I was all depressed yesterday, headache and all.
Jerome came and brought me to dinner at Brewerkz. All the pizza and beer worked in cheering me up, as we can see. Haha.. =)



Great place, Brewerkz. I'm glad I didn't go earlier in my SIP, it would probably eat out a big portion of my allowance. The beer is pretty good, they make it themselves. Ambience is perfect, but not too flambouyant. And it's not too pricey either. Plus, they make all desserts themselves. I think it's a pretty genuinely sincere restaurant, I like it.
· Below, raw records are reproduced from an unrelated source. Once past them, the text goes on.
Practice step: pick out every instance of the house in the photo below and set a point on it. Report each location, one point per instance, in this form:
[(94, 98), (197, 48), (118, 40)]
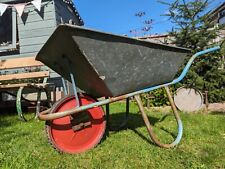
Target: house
[(24, 35)]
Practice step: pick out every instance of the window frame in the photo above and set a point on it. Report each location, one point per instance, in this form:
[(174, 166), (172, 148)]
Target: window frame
[(14, 34)]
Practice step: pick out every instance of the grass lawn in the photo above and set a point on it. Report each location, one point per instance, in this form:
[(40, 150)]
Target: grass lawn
[(24, 145)]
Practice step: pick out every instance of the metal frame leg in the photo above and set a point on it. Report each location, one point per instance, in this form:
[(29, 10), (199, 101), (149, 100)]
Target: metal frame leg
[(107, 119), (149, 127)]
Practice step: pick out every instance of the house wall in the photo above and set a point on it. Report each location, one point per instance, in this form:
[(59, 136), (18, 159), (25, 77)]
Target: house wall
[(34, 27)]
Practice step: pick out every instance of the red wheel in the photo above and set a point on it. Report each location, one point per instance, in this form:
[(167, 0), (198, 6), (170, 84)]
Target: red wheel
[(77, 133)]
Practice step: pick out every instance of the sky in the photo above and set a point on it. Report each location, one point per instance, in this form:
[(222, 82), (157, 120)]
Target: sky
[(118, 16)]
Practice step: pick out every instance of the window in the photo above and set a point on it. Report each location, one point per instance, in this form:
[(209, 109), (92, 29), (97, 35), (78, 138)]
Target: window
[(8, 30)]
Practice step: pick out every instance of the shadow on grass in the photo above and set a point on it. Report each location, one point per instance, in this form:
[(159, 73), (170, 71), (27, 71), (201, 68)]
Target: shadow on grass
[(9, 135), (218, 113), (118, 122)]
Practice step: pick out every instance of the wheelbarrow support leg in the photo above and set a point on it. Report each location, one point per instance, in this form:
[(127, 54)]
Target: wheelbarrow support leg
[(149, 127)]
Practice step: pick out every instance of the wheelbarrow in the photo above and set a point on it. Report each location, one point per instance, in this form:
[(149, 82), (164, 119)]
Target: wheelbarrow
[(109, 67)]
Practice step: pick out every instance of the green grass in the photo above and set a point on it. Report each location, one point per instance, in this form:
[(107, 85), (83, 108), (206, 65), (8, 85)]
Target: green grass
[(24, 145)]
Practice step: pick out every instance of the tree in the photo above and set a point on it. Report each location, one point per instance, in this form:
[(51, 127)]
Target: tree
[(193, 29)]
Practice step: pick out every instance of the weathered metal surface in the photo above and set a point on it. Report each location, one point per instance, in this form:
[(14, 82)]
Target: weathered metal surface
[(110, 65), (188, 100)]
Saturday, November 13, 2004

My dead queen.

I dreamt that the queen was letting out a long breadth of air It looked like she was exhaling smoke but non-stop for a few mins When I extended my hand to touch the smoke it was cold Then the smoke stopped but I still didn't understand what went on The prince told me that she has died I reached over and took one of her shoes and turned it upside down And it was empty Somehow that was revelation for the truth for me I fell back into the prince's arms and felt unbelievable grief.

My prince reassured me that it was ok but I could not stop crying He sang me a song but I don't remember the words anymore It was about me lasting forever to him neverending and neverending I felt loved and I loved him inside out and I just floated in his arms.
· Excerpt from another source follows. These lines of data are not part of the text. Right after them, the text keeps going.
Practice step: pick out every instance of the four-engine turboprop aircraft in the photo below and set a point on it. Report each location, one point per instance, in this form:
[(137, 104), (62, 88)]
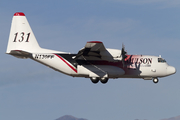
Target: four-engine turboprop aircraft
[(94, 61)]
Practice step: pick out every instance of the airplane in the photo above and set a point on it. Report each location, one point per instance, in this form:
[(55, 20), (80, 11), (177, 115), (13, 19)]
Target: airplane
[(93, 61)]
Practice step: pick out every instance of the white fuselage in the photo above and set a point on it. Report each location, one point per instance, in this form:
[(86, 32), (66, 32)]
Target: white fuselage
[(136, 66)]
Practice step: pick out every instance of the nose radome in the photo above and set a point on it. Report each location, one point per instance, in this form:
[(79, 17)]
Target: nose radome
[(171, 70)]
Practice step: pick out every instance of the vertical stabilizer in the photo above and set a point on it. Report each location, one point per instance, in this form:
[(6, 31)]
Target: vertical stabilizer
[(21, 36)]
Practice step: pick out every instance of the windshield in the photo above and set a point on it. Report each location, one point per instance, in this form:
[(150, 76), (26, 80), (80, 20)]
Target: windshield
[(161, 60)]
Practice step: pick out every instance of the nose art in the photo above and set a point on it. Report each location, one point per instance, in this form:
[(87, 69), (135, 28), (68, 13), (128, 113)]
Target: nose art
[(171, 70)]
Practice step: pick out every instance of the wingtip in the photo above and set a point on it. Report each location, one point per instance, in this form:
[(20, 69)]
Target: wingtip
[(19, 14)]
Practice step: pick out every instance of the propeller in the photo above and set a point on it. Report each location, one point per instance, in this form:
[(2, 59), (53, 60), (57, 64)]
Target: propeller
[(123, 54)]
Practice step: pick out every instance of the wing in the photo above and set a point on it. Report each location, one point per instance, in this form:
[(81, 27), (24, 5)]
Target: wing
[(95, 50)]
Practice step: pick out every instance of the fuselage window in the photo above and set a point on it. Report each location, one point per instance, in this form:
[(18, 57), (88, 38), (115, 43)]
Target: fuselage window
[(161, 60)]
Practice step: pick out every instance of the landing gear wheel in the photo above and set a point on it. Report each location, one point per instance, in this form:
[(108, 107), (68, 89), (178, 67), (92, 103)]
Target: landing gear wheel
[(155, 80), (104, 80), (94, 80)]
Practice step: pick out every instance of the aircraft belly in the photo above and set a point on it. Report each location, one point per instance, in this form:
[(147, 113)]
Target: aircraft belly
[(100, 71)]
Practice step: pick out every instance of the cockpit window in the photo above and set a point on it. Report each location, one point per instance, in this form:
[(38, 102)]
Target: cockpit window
[(161, 60)]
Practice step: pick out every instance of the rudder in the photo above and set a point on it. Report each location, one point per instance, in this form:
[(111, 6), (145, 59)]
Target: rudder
[(21, 36)]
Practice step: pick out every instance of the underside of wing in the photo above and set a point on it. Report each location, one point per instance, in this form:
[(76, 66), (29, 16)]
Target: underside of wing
[(95, 50)]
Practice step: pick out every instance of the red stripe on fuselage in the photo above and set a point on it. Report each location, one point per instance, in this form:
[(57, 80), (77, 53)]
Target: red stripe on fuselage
[(67, 63)]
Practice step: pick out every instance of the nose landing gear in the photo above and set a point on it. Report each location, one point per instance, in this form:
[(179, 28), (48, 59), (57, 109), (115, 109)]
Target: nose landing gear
[(155, 80)]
A dream about death + love. Weird way dreams work..

Mama Mia, Blading, and Dog.

Mama mia fun! Still abit aching over Jerome's money spent tho. =P



Roger at east coast park, before embarking on a long and sloooow journey on blades.


Went to my sis's work today, and a huge alaskan malamute walked in for grooming. He was SO huge. And amazing.
Zeus. A perfect name for such a majestic dog.


My sis was cleaning his ears and he didn't like it.



Saturday, November 06, 2004

Eleven

The number of days I have left can be counted using my fingers and toes.
Kinda starting to dawn on me that I'm leaving, and am a tad sad. Maybe it's just the late night blues.. =)













Friday, November 05, 2004

desire.

from behind these walls i hear your song,
oh sweet words.
music that you play lights up my world.
sweetest that i heard.
could it be?
could it be that i've been touched and turned?


seems like the counting down of days to freedom from the internship period is all everyone can talk about.

I can't wait either, seriously.

I can't wait not having to go to work everyday, put on my happy face for my tenants when they come home. I love the people, I love serving. But sometimes I just want to have the freedom to sulk. I know it sounds childish, but it's nice to know that the choice is still yours.

suddenly i miss this period in secondary school, when i went to basketball practice everyday. and this guy who liked me, from another school, would be there. he had the most beautiful smile and big kiddy eyes. we'd all play silly shooting games after the PT, and he would referee at our practice matches. it was a phoenomenal feeling, the warm stirring in my heart when i saw him smile at me in the small moments. =) and we had so much fun together..

after all the battles and the wars,
the scars and loss.
i'm still the queen of my domain.

Friday, October 29, 2004

A photo a day.

Sums up my week.

Food at Magic Wok. This photo is literally making me salivate.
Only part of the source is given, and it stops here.